During World War I, the Humboldt County labor movement made a fleeting recovery. The membership of all unions affiliated with the Eureka Trades Council doubled in the first five months of 1917.1 Unions that had been virtually moribund for a decade experienced a sudden influx of members, while the building trades unions were powerful enough to establish the closed shop in Eureka by May 1917.2 In contrast to the tame rituals that marked Labor Day rallies earlier in the decade, the 1917 rally attracted well over 3,000 people.3 Many workers obtained the eight-hour day and wage increases that at least kept pace with inflation.

Several factors accounted for the rejuvenation of the Humboldt County labor movement. The county was hit by a severe labor shortage that affected much of the nation during the war years. The lumber industry operated at full capacity to meet wartime production needs, while a massive shipbuilding program, employing upward of 1,000 additional men, put stress on a labor market deprived of 2,000 Humboldt County men who enlisted.4 As America entered the war, the Humboldt Times predicted that there would be a shortage of 3,500 men by the fall of 1917.5 The decision of San Francisco Mayor James Rolph to operate his new shipbuilding operations on Humboldt Bay under the closed shop also gave the union movement a boost. Labor News heralded Rolph as the savior of the Humboldt County labor movement.6 Finally, the federal government’s unprecedented intervention in labor relations during World War I, especially in the shipbuilding and lumber industries, gave the county’s labor movement a sense of legitimacy and self-confidence that it had lacked over the previous decade. Labor News highlighted the pressure that the federal government exerted on lumber and shipbuilding employers to improve conditions.7

Despite these signs of revival, lumber trade unionism in Humboldt lagged behind the recovery of many other sectors of the county’s labor movement. Humboldt’s lumber workers did not participate in the wave of strikes that buffeted the Pacific Northwest lumber industry in July 1917. The Wobblies did not establish an office in Eureka until late July, and it closed within two months.8 Wobbly organizers were active in the county in the early months of 1918, but they failed to attract more than a token following during the war and in the early 1920s. The AFL International Union of Timber Workers (IUTW) had more success in organizing Humboldt lumber workers. Estimates of the IUTW’s membership in the county varied greatly. The Humboldt Standard put the figure at between 2,000 and 3,000 by March 1918.9 J. T. Woods, a general organizer for the California State Federation of Labor, estimated that the IUTW had 800 members, which was probably nearer the mark.10 In January and February 1918, Humboldt County lumber workers pressed for the eight-hour day at a series of rallies. Under extreme pressure from their workers and the War Department, the county lumber employers and their Pacific Northwest counterparts grudgingly conceded the eight-hour day in March 1918.

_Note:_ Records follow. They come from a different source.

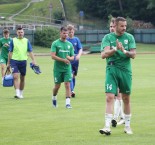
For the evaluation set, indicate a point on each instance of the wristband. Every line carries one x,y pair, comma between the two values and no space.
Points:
124,51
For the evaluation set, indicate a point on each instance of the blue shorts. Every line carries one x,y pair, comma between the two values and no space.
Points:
18,66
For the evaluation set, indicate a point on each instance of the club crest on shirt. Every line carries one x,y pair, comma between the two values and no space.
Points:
126,41
69,47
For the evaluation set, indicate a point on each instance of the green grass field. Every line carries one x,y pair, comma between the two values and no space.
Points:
33,121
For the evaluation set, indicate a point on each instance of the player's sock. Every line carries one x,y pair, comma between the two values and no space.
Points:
54,101
72,85
108,118
127,120
67,100
73,82
18,92
116,109
21,93
121,109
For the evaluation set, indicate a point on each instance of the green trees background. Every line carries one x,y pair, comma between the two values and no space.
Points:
135,9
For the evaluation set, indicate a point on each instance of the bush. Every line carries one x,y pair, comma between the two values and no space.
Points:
45,37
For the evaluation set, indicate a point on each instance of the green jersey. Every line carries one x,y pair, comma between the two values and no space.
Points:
62,50
4,49
119,59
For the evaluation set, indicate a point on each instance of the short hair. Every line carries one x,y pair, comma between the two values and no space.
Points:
6,31
119,19
70,27
63,28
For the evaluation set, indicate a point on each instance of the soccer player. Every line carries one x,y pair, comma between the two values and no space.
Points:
17,59
62,52
78,52
118,103
119,47
4,45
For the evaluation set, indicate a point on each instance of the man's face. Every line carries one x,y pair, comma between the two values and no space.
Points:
121,27
6,35
63,34
20,33
71,33
112,27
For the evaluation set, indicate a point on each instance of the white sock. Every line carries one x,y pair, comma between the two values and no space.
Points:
68,101
21,92
108,118
18,92
54,97
116,109
121,109
127,120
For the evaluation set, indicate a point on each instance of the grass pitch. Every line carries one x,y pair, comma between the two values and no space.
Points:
33,120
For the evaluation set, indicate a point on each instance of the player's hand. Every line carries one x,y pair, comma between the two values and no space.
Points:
66,61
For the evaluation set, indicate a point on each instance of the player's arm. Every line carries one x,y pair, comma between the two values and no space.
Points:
53,56
107,52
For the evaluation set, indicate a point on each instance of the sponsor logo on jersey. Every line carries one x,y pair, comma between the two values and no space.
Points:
126,41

The war’s end halted the resurgence of the Humboldt labor movement. In 1919, severe dislocations to the local economy resulted from the end of the government orders that had prompted the growth of a large shipbuilding industry. The redwood lumber market also began to slacken at a time when the county was trying to absorb returning servicemen. By 1920, the Humboldt labor movement had suffered a sharp loss of membership and was in much the same state as before the war.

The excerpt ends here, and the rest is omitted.